Two new climate attribution studies underline the growing role human-caused climate change plays in worsening extreme weather events.

Driving the news: The first study, out Wednesday from the U.K. Met Office, shows that climate change has already made the stifling and record heat seen this spring in northern India and Pakistan 100 times more likely to occur.


Why it matters: India in particular is seeing a sharp increase in urban heat extremes, which can sicken or kill thousands. This year, India saw its hottest March, and Pakistan along with parts of India had their hottest April.
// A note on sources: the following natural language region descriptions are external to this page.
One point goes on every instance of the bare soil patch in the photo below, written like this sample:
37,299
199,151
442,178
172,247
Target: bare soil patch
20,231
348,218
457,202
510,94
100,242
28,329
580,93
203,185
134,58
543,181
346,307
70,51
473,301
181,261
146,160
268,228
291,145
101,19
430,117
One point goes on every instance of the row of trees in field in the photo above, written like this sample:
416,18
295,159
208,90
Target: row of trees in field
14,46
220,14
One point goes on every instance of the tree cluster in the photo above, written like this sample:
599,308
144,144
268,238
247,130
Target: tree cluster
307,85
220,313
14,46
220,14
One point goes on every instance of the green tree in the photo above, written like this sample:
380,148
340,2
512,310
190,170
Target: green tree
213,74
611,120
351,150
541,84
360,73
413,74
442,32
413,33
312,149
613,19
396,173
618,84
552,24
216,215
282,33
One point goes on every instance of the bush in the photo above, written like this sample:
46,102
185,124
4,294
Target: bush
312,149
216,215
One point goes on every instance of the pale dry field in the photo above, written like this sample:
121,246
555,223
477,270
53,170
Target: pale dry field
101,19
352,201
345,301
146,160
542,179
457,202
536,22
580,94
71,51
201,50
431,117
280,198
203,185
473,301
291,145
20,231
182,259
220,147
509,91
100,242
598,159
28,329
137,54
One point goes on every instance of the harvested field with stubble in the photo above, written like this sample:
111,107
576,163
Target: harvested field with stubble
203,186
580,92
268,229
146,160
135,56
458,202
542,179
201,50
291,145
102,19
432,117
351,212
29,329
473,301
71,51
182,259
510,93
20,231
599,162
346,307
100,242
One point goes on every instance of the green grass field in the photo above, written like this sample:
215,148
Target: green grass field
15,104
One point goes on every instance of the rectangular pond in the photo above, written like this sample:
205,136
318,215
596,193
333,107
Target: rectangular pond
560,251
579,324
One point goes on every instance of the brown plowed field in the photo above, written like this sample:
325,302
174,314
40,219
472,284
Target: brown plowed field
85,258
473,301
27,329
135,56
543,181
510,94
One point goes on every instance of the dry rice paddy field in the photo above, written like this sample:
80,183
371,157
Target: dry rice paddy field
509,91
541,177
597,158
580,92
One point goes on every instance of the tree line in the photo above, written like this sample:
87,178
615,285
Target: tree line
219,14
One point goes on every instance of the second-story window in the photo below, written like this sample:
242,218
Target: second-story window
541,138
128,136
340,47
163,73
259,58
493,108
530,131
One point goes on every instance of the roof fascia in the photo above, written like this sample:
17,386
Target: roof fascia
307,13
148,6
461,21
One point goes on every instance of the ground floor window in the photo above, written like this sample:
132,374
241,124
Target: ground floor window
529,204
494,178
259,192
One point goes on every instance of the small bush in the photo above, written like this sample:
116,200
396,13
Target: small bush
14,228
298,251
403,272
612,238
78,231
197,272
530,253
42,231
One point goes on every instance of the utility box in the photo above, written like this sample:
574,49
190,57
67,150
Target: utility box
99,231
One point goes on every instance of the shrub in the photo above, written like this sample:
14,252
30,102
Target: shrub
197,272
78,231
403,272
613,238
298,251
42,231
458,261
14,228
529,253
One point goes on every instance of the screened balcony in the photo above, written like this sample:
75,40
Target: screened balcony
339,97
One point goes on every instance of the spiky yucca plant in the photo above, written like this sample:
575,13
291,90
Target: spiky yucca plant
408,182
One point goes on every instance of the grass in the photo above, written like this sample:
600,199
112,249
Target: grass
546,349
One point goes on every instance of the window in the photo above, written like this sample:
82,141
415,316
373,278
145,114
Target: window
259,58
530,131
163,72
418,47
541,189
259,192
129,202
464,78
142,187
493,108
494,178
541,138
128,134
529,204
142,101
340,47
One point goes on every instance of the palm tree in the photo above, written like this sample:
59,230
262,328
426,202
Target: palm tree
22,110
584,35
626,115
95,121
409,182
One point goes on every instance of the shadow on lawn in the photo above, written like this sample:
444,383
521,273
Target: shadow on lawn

The record heat has continued this month as well.

What they found: The study examines the shifting probability of exceeding the record-breaking temperatures seen in April and May of 2010.

  • It shows the probability of setting such records without human influence is about once in 312 years.
  • But due to climate change, this has ballooned to once every 3 years.
  • By the end of the century, this level of heat, with widespread temperatures at or above 120°F, may be an annual occurrence.

Meanwhile, a separate study examined one of Japan's most damaging typhoons on record, 2019's Typhoon Hagibis, which brought devastating flooding.

Threat level: The study, from researchers affiliated with the international World Weather Attribution effort, found that human emissions of greenhouse gases made the extreme rainfall as the storm made landfall 67% more likely.

  • In a stark finding, the study concluded that the effects of climate change boosted the storm’s damage by at least $4 billion out of the $10 billion in insured losses.

Zoom in: The dollar figure attribution stands out in the emerging field of extreme event research, which works to reveal how global warming is shifting the odds of the occurrence and/or severity of heat waves, floods and other major events.

  • For the new research, scientists at Oxford University and Imperial College London studied rainfall amounts from the storm, and used computer models to compare how likely the deluge is in a world warmed by greenhouse gas emissions compared to one without human influence.
  • As air warms, it is able to hold more water vapor that can then fuel storms and yield much heavier precipitation totals.
  • A 2020 study found that $67 billion of Hurricane Harvey's damage could be pinned on climate change.

The bottom line: “The negative consequences of the continued burning of fossil fuels are now evident and can be felt also in wealthy countries like Japan," Friederike Otto, who leads the World Weather Attribution effort, said in a statement.